Determines if specific Data conform to Benford's Law.
Benford's Law states (from Wikipedia):
Benford's Law, also called the Newcomb–Benford law, the law of anomalous numbers, or the first-digit law, is an observation about the frequency distribution of leading digits in many real-life sets of numerical data. The law states that in many naturally occurring collections of numbers, the leading digit is likely to be small.
The fequencies of the digits are summarized by the equation p(d) = log10((d+1)/d), where d are the digits 1-9.
The main purpose of this code is to tell whether or not a dataset has been corrupted or is fradualent, as it is suspicous if it does not obey the above law.
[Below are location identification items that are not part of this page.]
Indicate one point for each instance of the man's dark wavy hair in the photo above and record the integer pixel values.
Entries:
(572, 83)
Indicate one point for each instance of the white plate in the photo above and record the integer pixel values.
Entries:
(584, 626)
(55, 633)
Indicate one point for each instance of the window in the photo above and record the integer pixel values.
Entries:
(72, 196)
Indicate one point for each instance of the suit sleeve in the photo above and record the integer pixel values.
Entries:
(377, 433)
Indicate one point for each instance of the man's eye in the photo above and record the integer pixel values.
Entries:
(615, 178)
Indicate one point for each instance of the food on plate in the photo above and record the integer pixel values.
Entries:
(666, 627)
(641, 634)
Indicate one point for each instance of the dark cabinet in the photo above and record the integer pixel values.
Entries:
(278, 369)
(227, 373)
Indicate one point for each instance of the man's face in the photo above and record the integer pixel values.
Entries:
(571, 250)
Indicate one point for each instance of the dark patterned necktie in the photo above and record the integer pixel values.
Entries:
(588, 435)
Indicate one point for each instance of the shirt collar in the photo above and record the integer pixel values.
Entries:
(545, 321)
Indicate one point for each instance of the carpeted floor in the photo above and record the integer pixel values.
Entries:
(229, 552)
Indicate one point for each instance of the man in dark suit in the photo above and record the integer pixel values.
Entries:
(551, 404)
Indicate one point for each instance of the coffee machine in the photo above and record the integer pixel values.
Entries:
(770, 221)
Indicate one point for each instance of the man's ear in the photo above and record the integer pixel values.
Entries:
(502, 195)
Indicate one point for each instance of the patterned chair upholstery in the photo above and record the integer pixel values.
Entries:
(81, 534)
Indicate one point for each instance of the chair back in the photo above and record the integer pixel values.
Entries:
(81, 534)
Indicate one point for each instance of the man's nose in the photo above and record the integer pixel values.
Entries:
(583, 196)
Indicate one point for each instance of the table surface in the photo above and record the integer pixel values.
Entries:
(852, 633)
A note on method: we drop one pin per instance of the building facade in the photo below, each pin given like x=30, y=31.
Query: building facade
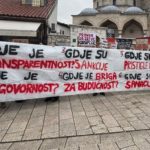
x=27, y=21
x=123, y=18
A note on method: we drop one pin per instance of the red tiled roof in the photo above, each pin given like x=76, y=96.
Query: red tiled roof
x=16, y=9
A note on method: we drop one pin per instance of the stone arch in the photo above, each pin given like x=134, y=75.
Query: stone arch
x=141, y=22
x=132, y=29
x=112, y=28
x=87, y=23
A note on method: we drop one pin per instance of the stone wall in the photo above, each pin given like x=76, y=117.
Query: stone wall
x=58, y=40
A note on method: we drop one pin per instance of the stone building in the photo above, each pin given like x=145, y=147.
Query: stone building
x=27, y=21
x=123, y=18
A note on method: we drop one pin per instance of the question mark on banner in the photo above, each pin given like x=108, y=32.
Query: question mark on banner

Wikipedia lists some restrictions on the data:
Distributions that can be expected to obey Benford's law When the mean is greater than the median and the skew is positive Numbers that result from mathematical combination of numbers: e.g. quantity × price Transaction level data: e.g. disbursements, sales
Distributions that would not be expected to obey Benford's law Where numbers are assigned sequentially: e.g. check numbers, invoice numbers Where numbers are influenced by human thought: e.g. prices set by psychological thresholds ($1.99) Accounts with a large number of firm-specific numbers: e.g. accounts set up to record $100 refunds Accounts with a built-in minimum or maximum
The provided code looks at various Kaggle sales datasets that meet the above criteria.